The Katy Trail is still overcrowded with unoriginal muscle people, triathletes going shirtless and $1,000 dogs, despite threats, pleas, warnings and even the social-distancing police (literally the police telling everyone to spread out).

The City of Dallas devised an alphabetical plan in the latest attempt to keep the Katy Trail sparse.

But here in Oak Cliff, we’ve noticed more people than usual using some of the trails we suggested recently, because y’all know what is up.

If you’re a fully clothed and self-assured couch-sitter who adopts your pets from rescue groups, then you don’t need the Katy Trail! There are so many other places to get outdoors in Dallas.

Cemeteries, for example.

Some people will think it’s weird to hang out in a cemetery, and this suggestion is not for them!

If you’re still with us, Oak Cliff has fascinating cemeteries that are worth your attention.

The best one, my favorite, is the Oak Cliff Cemetery on West Eight Street, across from Townview High School. This is the oldest public cemetery in Dallas, established in 1846, and it’s always been open to everyone, regardless of race or religion.

Here you will find grand tombstones for people we’ve named streets and highways and buildings after. Are you “bored”? Try putting some of their names into google! That’ll waste an afternoon. Believe me.

You can’t go to an art museum right now, but you can come here and see 150-year-old hand-carved tombstones for people who died in the 19th century.

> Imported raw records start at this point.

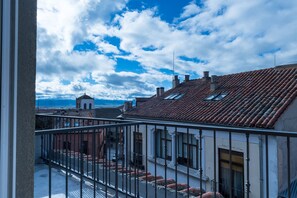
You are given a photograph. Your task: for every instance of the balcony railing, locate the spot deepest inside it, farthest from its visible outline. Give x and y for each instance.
(159, 159)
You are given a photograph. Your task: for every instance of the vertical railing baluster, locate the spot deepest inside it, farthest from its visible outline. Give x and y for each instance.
(165, 161)
(200, 161)
(176, 157)
(188, 164)
(146, 167)
(215, 162)
(49, 166)
(155, 160)
(134, 160)
(66, 182)
(289, 166)
(137, 162)
(81, 163)
(230, 165)
(267, 166)
(106, 143)
(130, 159)
(122, 155)
(247, 166)
(94, 158)
(87, 151)
(127, 158)
(116, 158)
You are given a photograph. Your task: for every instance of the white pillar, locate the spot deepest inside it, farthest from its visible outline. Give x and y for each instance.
(173, 146)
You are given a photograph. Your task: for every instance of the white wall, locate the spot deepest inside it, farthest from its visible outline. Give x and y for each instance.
(238, 144)
(287, 122)
(86, 101)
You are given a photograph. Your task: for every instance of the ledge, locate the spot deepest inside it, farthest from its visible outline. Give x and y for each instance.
(180, 168)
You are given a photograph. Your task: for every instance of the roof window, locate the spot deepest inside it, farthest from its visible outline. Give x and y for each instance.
(216, 97)
(174, 96)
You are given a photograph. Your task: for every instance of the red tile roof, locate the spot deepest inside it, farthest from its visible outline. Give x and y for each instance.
(255, 99)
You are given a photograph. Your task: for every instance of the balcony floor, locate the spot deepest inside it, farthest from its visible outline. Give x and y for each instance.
(58, 184)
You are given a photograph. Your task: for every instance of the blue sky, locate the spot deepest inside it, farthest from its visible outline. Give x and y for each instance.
(124, 49)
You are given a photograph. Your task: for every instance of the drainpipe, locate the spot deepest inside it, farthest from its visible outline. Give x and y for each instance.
(261, 165)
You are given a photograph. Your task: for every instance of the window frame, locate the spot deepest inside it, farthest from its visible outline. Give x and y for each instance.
(240, 165)
(192, 145)
(161, 141)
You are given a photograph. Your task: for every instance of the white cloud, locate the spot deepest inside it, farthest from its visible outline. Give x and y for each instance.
(220, 36)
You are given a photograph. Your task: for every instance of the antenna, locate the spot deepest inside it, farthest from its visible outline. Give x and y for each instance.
(173, 63)
(274, 60)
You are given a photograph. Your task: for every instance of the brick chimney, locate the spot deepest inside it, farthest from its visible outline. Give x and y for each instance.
(175, 81)
(213, 83)
(127, 106)
(159, 91)
(206, 75)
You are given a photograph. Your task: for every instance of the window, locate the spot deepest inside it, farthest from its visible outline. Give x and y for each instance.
(85, 147)
(237, 172)
(187, 153)
(163, 145)
(216, 96)
(174, 96)
(137, 148)
(66, 145)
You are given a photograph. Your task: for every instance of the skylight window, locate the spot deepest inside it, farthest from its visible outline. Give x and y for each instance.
(220, 96)
(216, 97)
(211, 97)
(174, 96)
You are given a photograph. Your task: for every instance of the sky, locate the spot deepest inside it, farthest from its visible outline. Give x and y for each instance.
(122, 49)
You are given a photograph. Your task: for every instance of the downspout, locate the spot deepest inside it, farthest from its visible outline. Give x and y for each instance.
(261, 165)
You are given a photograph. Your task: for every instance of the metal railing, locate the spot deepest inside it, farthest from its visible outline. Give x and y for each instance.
(131, 158)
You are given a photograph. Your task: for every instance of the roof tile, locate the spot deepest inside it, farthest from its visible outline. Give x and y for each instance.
(255, 99)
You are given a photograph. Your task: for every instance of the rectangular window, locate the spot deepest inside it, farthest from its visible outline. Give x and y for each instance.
(137, 154)
(85, 147)
(66, 145)
(236, 179)
(164, 141)
(187, 147)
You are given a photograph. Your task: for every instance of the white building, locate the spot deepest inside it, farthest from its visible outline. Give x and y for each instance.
(259, 100)
(85, 102)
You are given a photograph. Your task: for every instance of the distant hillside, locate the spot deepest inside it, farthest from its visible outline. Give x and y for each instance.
(62, 103)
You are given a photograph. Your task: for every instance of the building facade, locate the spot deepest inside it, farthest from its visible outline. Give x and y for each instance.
(85, 102)
(262, 99)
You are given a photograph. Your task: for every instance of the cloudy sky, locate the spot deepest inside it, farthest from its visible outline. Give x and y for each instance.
(121, 49)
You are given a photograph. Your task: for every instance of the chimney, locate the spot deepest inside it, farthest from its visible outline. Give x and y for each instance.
(160, 91)
(206, 75)
(175, 81)
(127, 106)
(213, 83)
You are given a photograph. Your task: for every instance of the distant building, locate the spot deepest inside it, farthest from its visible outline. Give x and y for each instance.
(85, 102)
(262, 99)
(111, 112)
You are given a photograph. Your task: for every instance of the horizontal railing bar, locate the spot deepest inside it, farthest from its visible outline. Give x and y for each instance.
(73, 129)
(83, 118)
(255, 131)
(90, 179)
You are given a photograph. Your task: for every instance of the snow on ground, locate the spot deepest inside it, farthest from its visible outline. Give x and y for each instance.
(58, 184)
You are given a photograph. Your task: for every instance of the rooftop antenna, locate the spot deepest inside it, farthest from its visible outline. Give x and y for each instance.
(173, 63)
(274, 60)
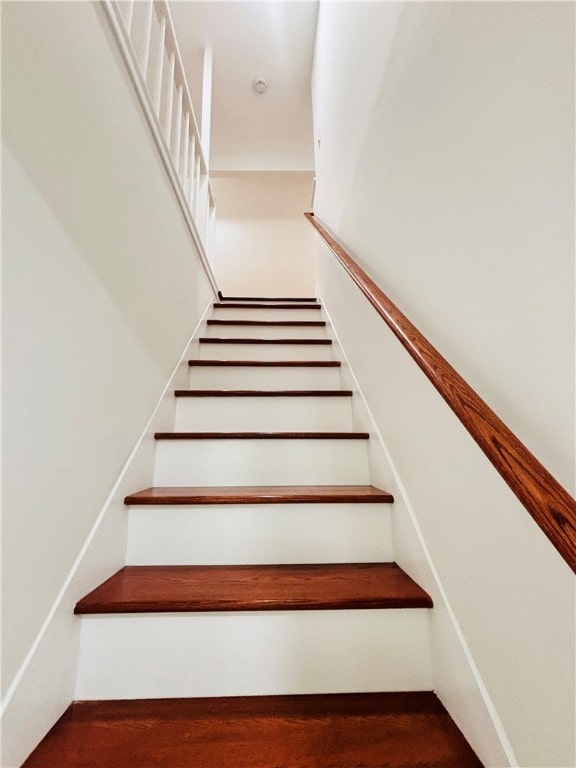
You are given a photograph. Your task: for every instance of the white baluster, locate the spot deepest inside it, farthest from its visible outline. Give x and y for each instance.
(183, 167)
(169, 100)
(159, 66)
(146, 40)
(191, 171)
(177, 128)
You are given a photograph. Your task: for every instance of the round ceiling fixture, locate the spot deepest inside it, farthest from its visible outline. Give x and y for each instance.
(260, 85)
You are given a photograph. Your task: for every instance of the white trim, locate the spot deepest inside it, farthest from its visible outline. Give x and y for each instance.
(490, 707)
(85, 546)
(113, 17)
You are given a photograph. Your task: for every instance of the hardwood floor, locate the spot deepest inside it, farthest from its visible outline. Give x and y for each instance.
(382, 730)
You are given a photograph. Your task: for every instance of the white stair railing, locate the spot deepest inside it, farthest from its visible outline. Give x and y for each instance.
(146, 38)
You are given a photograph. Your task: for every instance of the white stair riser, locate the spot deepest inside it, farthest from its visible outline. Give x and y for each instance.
(265, 351)
(259, 533)
(240, 377)
(266, 332)
(257, 653)
(261, 462)
(267, 314)
(263, 414)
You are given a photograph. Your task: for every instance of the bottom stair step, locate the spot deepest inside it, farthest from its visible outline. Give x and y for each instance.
(390, 730)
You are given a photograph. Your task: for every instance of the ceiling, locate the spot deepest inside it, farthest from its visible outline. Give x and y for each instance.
(273, 40)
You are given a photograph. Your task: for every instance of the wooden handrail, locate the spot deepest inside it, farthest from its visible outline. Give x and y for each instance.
(546, 500)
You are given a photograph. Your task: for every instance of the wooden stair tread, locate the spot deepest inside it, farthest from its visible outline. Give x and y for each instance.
(271, 494)
(267, 298)
(167, 588)
(266, 363)
(396, 730)
(215, 340)
(271, 323)
(259, 305)
(263, 393)
(261, 435)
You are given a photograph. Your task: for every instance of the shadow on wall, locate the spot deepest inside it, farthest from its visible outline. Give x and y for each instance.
(263, 243)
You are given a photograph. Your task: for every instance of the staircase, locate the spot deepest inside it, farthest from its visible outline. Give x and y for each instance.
(260, 620)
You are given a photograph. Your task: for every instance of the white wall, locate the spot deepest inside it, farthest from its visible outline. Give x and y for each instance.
(264, 246)
(101, 291)
(446, 166)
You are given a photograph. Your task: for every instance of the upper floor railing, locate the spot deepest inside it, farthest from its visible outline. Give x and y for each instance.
(546, 500)
(145, 34)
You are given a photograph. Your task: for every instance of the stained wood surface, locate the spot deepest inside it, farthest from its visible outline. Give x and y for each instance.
(551, 506)
(375, 730)
(267, 363)
(263, 298)
(261, 494)
(263, 393)
(271, 323)
(213, 340)
(258, 305)
(262, 435)
(161, 588)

Three more cemeteries you should visit:

Western Heights Cemetery in West Dallas is where Clyde Barrow and family are buried.

Oakland Cemetery in South Dallas is the second-best cemetery in Dallas. It was established in 1892.

Laurel Land Memorial Park in Oak Cliff is enormous and beautiful. Famous residents include Stevie Ray Vaughan and B.W. Stevenson. A good place to enter is on Laurel Land Road at Marsalis Avenue.